Todd is an active member of the Horror Writers Association.
He is a former editor for The Self-Publishing Review, hosted Crystal Lake Publishing’s Beneath the Lake interview series, and co-hosted the popular live YouTube series Awkward Conversations with Geeky Writers alongside Mercedes M. Yardley, Anthony J. Rapino, Nikki Nelson-Hicks, Eryk Pruitt, and Amelia Bennett.

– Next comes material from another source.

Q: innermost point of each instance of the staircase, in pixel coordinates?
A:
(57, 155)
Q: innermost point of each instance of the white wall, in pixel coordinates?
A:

A former Kentucky resident, Keisling now lives in Pennsylvania with his family.
in convo with
Jonathan Lees
After twenty-five years working with video and film in NYC, Jonathan Lees has now materialized in the Hudson Valley to continue inscribing arcane texts for accursed volumes such as the Bad Hand Books releases, Long Division, and the Shirley Jackson Award-winning anthology, The Hideous Book of Hidden Horrors, the World Fantasy and Shirley Jackson Award nominated, Other Terrors: An Inclusive Anthology, and his story, "Power Out, Wind Howling" from Even In The Grave, recently received an Honorable Mention in Ellen Datlow’s The Best Horror of the Year, Volume Fifteen.